Thyssenkrupp zündet Milliarden-Offensive: Kampf um Kanadas U-Boot-Auftrag
U-Boot-Deal als Türöffner für ein Mega-Investitionspaket
Thyssenkrupp Marine Systems (TKMS) verhandelt derzeit über ein Investitionspaket in zweistelliger Milliardenhöhe, um den prestigeträchtigsten U-Boot-Auftrag der kommenden Jahre zu gewinnen. Kanada plant die Beschaffung von bis zu zwölf hochmodernen Booten der Klasse 212CD – das Auftragsvolumen allein für den Marinebereich liegt bei über zehn Milliarden Euro. Die Entscheidung wird für 2026 erwartet.
Der Wettbewerb ist geopolitisch aufgeladen. Hauptkonkurrent ist der südkoreanische Rüstungskonzern Hanwha Ocean. Um sich durchzusetzen, hebt TKMS die Gespräche auf Regierungsebene. Konzernchef Oliver Burkhard koordiniert persönlich eine umfassende industriepolitische Offerte, unterstützt vom Bundeskanzleramt, dem Wirtschafts- und dem Verteidigungsministerium.

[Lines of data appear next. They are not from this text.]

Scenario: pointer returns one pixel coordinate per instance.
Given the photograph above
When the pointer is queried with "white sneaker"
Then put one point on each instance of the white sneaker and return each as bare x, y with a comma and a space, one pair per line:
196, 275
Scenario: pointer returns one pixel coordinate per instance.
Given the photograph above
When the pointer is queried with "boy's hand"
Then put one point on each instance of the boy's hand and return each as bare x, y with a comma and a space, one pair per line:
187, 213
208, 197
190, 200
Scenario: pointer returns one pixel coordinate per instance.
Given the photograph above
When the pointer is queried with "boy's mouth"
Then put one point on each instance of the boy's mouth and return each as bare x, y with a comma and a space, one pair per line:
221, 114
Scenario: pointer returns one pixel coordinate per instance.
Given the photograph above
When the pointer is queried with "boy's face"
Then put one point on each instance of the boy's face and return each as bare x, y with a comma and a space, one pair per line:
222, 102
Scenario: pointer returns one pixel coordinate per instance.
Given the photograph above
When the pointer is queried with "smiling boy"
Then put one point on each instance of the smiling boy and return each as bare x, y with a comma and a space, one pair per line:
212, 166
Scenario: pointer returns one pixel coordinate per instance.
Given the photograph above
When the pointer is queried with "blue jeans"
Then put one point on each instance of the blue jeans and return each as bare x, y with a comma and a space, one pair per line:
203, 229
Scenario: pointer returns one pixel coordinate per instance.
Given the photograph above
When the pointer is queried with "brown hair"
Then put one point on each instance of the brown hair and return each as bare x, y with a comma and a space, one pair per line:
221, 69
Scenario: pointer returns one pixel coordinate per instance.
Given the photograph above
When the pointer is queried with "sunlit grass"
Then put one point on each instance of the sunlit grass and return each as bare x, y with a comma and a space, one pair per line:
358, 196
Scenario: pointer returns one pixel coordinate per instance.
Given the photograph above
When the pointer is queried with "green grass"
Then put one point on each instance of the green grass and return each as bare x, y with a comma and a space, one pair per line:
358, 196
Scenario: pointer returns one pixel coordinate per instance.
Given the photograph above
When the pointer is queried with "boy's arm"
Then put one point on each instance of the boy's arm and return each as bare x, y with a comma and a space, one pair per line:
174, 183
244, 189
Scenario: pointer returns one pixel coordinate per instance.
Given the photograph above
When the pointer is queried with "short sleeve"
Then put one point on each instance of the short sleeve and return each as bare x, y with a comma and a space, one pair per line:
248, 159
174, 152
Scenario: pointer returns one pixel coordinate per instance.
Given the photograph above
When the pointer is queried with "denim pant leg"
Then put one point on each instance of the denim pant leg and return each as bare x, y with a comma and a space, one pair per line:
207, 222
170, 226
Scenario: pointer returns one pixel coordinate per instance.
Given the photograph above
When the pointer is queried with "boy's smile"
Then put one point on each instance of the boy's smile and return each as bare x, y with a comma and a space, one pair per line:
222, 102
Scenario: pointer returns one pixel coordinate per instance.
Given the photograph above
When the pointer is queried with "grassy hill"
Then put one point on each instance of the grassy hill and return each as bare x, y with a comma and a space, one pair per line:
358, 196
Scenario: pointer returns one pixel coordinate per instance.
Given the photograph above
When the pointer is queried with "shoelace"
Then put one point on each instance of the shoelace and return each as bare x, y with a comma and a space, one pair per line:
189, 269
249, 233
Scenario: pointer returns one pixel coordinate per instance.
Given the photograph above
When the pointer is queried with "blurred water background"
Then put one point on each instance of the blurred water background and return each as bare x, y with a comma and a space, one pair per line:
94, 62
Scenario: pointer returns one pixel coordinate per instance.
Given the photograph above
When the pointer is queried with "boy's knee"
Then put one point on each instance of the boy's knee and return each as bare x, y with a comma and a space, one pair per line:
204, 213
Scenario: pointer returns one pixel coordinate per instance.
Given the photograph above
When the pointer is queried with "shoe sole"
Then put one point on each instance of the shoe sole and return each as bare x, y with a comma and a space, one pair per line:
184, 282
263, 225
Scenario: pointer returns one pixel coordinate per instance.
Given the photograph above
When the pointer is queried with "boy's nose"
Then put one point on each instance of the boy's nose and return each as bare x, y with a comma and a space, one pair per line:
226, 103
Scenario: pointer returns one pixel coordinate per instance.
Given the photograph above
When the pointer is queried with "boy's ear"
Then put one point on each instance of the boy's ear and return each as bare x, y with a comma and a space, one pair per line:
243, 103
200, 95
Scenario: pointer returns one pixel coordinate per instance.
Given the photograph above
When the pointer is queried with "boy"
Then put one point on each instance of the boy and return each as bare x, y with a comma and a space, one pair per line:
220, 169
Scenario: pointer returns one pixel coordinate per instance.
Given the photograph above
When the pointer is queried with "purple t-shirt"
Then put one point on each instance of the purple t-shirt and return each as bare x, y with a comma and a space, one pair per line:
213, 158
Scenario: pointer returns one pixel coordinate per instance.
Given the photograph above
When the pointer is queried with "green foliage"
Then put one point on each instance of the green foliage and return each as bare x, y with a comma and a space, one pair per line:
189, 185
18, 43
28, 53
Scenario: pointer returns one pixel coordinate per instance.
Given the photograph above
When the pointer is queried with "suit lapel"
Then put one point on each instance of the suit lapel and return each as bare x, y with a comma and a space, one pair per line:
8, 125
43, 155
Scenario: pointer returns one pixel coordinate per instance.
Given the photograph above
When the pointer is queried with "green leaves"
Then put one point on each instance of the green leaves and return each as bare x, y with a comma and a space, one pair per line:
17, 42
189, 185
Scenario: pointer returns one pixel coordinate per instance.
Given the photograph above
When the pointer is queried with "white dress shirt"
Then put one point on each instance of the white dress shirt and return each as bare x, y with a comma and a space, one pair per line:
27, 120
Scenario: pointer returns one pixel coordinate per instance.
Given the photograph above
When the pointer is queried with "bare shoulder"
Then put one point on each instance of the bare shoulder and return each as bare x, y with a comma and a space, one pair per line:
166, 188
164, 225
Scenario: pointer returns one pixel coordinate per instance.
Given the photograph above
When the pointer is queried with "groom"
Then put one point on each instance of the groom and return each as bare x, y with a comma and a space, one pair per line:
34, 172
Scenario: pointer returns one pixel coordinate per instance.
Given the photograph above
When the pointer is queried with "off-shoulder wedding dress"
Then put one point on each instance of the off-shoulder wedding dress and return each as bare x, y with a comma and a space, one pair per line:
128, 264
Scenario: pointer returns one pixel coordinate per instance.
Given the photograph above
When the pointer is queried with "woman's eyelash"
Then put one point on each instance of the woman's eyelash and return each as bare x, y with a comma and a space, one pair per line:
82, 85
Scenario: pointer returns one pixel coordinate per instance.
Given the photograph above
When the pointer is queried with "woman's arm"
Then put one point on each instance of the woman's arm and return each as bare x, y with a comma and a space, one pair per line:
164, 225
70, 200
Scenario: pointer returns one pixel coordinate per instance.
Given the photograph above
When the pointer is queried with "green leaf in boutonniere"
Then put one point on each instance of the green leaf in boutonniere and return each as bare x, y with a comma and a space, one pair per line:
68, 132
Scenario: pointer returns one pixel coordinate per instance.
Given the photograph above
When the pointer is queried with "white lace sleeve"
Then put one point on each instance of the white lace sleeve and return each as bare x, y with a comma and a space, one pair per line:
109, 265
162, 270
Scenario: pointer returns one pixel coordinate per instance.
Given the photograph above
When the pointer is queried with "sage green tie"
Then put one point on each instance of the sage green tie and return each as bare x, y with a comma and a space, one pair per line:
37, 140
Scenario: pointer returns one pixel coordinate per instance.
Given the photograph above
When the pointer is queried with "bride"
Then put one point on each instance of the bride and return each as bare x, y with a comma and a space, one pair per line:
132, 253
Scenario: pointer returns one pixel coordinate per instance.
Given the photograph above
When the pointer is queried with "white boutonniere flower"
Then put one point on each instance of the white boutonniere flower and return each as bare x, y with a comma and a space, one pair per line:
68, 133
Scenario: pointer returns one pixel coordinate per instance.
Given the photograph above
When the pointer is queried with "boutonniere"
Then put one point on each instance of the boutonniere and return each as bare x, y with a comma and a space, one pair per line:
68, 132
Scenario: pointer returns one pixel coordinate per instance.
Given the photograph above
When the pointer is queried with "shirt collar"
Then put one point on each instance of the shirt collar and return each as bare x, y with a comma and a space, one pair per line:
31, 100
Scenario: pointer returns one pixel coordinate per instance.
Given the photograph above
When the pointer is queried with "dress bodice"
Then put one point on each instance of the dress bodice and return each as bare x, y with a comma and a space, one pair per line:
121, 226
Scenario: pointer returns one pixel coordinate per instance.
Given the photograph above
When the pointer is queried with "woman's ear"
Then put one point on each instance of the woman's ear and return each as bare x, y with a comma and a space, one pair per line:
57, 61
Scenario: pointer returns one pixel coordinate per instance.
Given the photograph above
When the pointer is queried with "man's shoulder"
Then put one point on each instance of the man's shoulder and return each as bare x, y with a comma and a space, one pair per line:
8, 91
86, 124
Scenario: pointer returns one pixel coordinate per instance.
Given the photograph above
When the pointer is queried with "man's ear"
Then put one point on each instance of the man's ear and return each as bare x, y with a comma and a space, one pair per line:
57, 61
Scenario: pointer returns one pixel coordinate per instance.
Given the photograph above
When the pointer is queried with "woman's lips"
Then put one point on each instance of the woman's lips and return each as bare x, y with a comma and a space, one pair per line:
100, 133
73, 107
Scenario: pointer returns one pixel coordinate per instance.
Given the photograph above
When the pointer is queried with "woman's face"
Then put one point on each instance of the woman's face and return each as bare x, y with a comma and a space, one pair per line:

Mehr als Rüstung: Raumfahrt, Seltene Erden, Batterien
Bemerkenswert ist die strategische Breite des Angebots. Es geht nicht nur um U-Boote. In das sogenannte Offset-Programm sollen auch Investitionen in Zukunftsindustrien einfließen: Raumfahrt (unter anderem mit Isar Aerospace), Künstliche Intelligenz, Batteriefertigung, Bergbau und die Sicherung Seltener Erden.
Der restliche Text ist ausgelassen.